Meltdown Claims Another Top Law Firm
New York law firm Thacher Proffitt & Wood said it will shut down early next year, another casualty of the meltdown in structured finance and real estate dealmaking.
About half its 195 lawyers including Managing Partner Paul Tvetenstrand are joining a Chicago-based rival, Sonnenschein, Nath & Rosenthal, as of Jan. 1.
Just three weeks ago, the Treasury Department awarded Thacher Proffitt a contract for up to $500,000 of legal services to assist the department with investments under the Troubled Asset Relief Program and a related Federal Reserve lending program for asset-backed securities. That work will be performed by some of the attorneys who are moving to Sonnenschein, according to Bloomberg News.
Thacher Proffitt led Thomson Financial's 2007 league table among U.S. law firms advising issuers of asset-backed deals, advising 202 transactions valued at $102 billion.
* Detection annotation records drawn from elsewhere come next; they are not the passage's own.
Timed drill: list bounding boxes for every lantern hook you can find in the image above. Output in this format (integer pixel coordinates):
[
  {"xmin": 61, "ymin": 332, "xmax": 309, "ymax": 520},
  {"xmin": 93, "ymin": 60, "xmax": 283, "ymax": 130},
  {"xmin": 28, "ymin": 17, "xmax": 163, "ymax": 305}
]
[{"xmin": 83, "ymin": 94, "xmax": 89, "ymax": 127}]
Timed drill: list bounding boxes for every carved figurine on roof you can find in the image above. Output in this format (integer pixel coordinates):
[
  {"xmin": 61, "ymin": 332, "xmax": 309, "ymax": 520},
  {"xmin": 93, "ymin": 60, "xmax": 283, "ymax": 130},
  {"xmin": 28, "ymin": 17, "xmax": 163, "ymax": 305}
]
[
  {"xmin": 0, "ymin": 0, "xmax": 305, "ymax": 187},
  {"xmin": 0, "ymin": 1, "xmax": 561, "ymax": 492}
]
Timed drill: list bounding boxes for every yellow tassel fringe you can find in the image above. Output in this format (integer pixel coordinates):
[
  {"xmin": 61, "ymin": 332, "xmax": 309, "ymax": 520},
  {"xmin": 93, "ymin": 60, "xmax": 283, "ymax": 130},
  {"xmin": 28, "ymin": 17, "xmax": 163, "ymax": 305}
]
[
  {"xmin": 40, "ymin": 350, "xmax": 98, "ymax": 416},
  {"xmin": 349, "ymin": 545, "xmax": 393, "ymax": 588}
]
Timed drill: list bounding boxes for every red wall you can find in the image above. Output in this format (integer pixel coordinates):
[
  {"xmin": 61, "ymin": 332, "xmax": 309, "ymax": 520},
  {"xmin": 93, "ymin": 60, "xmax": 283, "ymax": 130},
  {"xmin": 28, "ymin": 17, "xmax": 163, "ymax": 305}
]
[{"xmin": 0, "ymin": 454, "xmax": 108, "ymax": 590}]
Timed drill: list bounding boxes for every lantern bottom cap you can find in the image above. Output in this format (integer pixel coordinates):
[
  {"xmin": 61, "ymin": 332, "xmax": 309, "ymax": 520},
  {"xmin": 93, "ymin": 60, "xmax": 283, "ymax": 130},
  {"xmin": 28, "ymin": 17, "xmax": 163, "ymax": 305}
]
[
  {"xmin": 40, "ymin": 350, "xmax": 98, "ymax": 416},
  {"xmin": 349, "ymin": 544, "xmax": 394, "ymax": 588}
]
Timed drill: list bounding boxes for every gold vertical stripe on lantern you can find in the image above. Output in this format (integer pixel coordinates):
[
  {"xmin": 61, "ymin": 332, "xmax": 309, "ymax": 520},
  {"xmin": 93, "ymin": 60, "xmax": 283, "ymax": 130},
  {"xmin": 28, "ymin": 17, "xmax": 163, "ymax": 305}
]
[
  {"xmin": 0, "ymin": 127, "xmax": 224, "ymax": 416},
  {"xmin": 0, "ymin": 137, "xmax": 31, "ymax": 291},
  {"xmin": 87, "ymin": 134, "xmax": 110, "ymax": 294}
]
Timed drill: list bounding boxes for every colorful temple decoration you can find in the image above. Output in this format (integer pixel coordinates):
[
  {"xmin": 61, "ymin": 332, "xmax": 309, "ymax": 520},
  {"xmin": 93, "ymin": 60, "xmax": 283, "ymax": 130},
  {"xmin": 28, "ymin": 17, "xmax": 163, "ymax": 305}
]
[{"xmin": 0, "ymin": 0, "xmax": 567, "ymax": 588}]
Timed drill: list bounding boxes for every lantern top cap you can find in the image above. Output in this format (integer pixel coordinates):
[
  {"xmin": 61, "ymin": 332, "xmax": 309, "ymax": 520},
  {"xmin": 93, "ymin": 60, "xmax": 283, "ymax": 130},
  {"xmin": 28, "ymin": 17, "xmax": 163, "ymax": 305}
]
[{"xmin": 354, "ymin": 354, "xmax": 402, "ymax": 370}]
It was the third-ranked law firm advising managers of both asset-backed and mortgage-backed securites that year, according to its Web site. As that business withered in 2008, it shrank from a peak of 350 lawyers to 195 before the latest departures.
However, Thacher Proffitt also had substantial practices in banking and financial institutions, bankruptcy, compensation and benefits, distressed assets, environmental issues, investment management, litigation, maritime, tax, technology and intellectual property, and trusts and estates.
The 160-year old firm had been discussing a merger with an unnamed firm for six months, but "in the current economic environment it became apparent ...that a merger could not be executed," the company announced last week. "As a result, and in light of severe reductions in revenue, it became clear that Thacher Proffitt would not have the financial resources to continue business operations in its current form into the new year."
Thacher Proffitt becomes the fourth U.S. law firm to announce plans to close this year, according to Bloomberg. Dozens more firms have laid off attorneys and staff, especially in structured finance and real estate.